This move is hiding a lot of work within your similarity clustering algorithm. "promise keeping" and "promise breaking" both describe a wide set of different actions taken in a wide set of situations. Within the Kantian imperative scheme, you are forced to make a single decision over all these different situations. So, what chose this set of actions, and why this set, not some other set.
Suppose a particularly nasty gang all have gang tattoos, the gang works based on promises to kill people. Meanwhile, nice people promise to do nice things. The maxim, "if you have a gang tattoo, break your promises, otherwise keep them" might have nicer consequences than everyone always breaking their promises, or always keeping them. But then introduce a gang that doesn't have tattoos, and a few reformed gang members promising to do nice things. Soon the ideal maxim becomes an enumeration of the ethical action in every conceivable situation. You get a giant lookup table of ethics, and while you can express ethics in the form of a giant lookup table, you can express anything in that form. Saying "the decisions this agent makes can be described in terms of a giant lookup table over all conceivable situations" is true for all agents, so doesn't distinguish a particular subset of agents.
I think that actual human Kantians are offloading a lot of work to the brains invisible black boxes, to properly say what a Kantian agent is, you need to figure out what the black box is doing. (This is a problem of coming up with a sensible technical definition that is similar to common usage)
Replies from: Sublation↑ comment by Sublation · 2020-04-12T12:54:59.498Z · LW(p) · GW(p)
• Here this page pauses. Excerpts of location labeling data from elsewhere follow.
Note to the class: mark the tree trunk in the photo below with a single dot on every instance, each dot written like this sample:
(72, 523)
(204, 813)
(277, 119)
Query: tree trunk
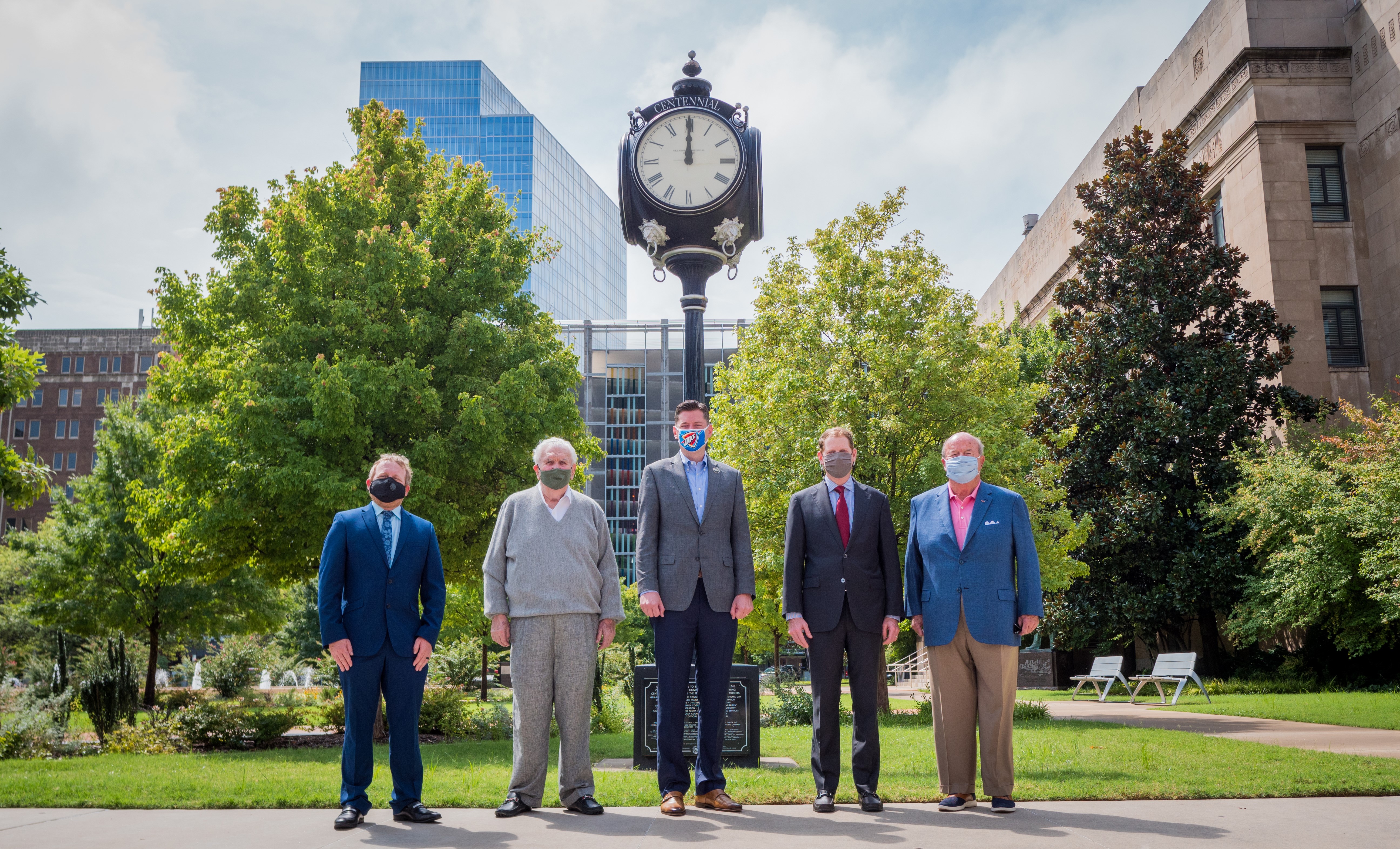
(484, 668)
(381, 729)
(152, 659)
I agree with you that choosing the appropriate set of actions is a non-trivial task, and I've said nothing here about how Kantians would choose an appropriate class of actions.
I am unclear on the point of your gang examples. You point out that the ideal maxim changes depending on features of the world. The Kantian claim, as I understand it, says that we should implement a particular decision-theoretic strategy, by focusing on maxims rather than acts. This a distinctively normative claim. The fact that, as we gain more information, the maxims might become increasingly specific seems true, but unproblematic. Likewise, I think it's true that we can describe any agent's decisions in terms of a lookup table over all conceivable situations. However, this just seems to indicate that we are looking at the wrong level of resolution. It's also true that I can describe all agents' behaviour (in principle) terms of fundamental physics. But this isn't to say that there are no useful higher-level descriptions of different agents.
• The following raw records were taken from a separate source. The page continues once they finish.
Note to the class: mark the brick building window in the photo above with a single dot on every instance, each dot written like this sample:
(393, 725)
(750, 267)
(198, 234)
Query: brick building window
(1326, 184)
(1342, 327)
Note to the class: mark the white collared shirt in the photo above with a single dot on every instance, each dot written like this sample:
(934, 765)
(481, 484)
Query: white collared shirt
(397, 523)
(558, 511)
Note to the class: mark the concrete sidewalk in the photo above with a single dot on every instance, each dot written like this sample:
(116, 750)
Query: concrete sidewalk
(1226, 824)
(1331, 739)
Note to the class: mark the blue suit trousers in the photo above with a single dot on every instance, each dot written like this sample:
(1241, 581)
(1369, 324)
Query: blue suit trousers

When you say that actual human Kantians offload work to invisble black boxes, do you mean that Kantians, when choosing an appropriate set of actions to make into a maxim, are offloading that clustering of acts into a black box? If so, then I think I agree, and would also like a more formal account of what's going on this case. However, I think a good first step towards such an formal account is looking at more qualitative instances of behaviour from Kantians, so we know what it is we're trying to capture more formally.
comment by Donald Hobson (donald-hobson) · 2020-04-12T12:29:54.771Z · LW(p) · GW(p)
'in worlds where acausal decision theorists are more consequentialist, we have an increased ability to enter into multiverse-wide acausal trades which are beneficial from the perspective of both parties. We should thus increase the number of consequentialists, so that more trades of this kind are made.'
This only holds to the extent that creating consequentialists has no other downsides, and that they are trading for things we want.
Suppose omega told me that there are gazillions of powerful agents in other universes, that are willing to fill their universe with paperclips in exchange for making one small staple in this universe. This would not encourage me to build a paperclip maximizer. A paperclip maximizer in this universe would be able to gain enormous amounts of paperclips from multiversal cooperation, but I don't particularly want paperclips, so while it benefits both parties, it doesn't benefit me.
If we are making a friendly AI, we might prefer it to be able to partake in multiverse wide trades.
Replies from: Sublation↑ comment by Sublation · 2020-04-12T13:11:21.731Z · LW(p) · GW(p)
This was my reconstruction of Caspar's argument, which may be wrong. But I took the argument to be that we should promote consequentialism in the world as we find it now, where Omega (fingers crossed!) isn't going to tell me claims of this sort, and people do not, in general, explicitly optimise for things we greatly disvalue. In this world, if people are more consequentialist, then there is a greater potential for positive-sum trades with other agents in the multiverse. As agents, in this world, have some overlap with our values, we should encourage consequentialism, as consequentialist agents we can causally interact with will get more of what they want, and so we get more of what we want.